FUNERAL MUSIC
Hi,I've just come from the hospital, not good news I'm afraid, so I thought I'd give you a ring to remind you of the arrangements we discussed and I just remembered that we didn't mention music and I thought I'd better give you some idea of what I'd like, not that I'll hear it of course. You know I'm not one for church music or churches for that matter but for a start perhaps the first piece on that CD 'Officium' by the Hilliard
ensemble which sounds suitably solemn and religious and earthbound until Jan Garbarek's soprano sax soars above them like a soul's release into the heavens which I hope may be the case and it could be a moment for everyone to meditate on life and death and all that stuff.You can borrow it from the library if you you don't have a copy, I seem to have lost mine, did I lend it to you? Then for a bit of nostalgia the most aching yearning piece of music that I know, the fourth movement of Mahler's fifth which he wrote for his wife Alma.(We won't say any more about her will we?) Then there's Sibelius one and two not forgetting the fifth and I couldn't leave out Beethoven could I? the Eroica, the Emperor not forgetting the violin concerto and perhaps some Bruch.
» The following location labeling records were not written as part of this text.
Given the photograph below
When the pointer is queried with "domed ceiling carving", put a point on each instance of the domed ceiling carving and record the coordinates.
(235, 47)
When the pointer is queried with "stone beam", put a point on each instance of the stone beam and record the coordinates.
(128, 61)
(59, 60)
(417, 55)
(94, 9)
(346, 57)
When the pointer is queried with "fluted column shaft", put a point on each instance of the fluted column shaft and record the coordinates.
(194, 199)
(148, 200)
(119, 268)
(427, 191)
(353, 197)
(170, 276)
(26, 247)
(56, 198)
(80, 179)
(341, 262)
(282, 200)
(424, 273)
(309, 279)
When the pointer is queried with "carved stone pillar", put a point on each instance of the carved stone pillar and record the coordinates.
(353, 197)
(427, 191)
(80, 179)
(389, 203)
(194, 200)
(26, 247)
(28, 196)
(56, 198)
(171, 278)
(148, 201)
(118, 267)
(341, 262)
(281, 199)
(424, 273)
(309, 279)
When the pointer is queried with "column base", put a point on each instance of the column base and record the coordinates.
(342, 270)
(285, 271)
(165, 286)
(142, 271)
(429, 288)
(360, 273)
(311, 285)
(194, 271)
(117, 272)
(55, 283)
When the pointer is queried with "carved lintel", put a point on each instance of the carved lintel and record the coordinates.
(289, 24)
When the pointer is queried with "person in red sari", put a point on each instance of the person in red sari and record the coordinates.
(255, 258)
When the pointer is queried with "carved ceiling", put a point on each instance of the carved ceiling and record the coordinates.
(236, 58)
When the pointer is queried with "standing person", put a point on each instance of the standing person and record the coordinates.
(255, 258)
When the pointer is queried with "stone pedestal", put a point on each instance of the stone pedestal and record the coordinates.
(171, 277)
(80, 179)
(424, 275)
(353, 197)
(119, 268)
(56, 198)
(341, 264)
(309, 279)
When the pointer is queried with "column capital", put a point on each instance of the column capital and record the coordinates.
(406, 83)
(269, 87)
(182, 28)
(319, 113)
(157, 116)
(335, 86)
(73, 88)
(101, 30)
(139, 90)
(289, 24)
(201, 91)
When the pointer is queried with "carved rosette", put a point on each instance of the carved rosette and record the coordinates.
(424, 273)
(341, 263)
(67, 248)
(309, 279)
Then for a bit of variety that recording of 'Baillero' from 'Songs of the Auvergne' sung by Victoria de los Angeles it should be in the bureau, second shelf I think if I didn't lend it to you and what could be more perfect than 'E Lucevan le Stelle' where Cavaradossi is waiting to be executed and sings of his life and love of Tosca, there's a tape of the Callas recording in the rack with di Stefano singing the aria or the other with Carreras and---what? -- they only allow 5 minutes between cremations!!!!! Are you sure??
In that case we'd better have Peggy Lee singing 'After You've Gone'.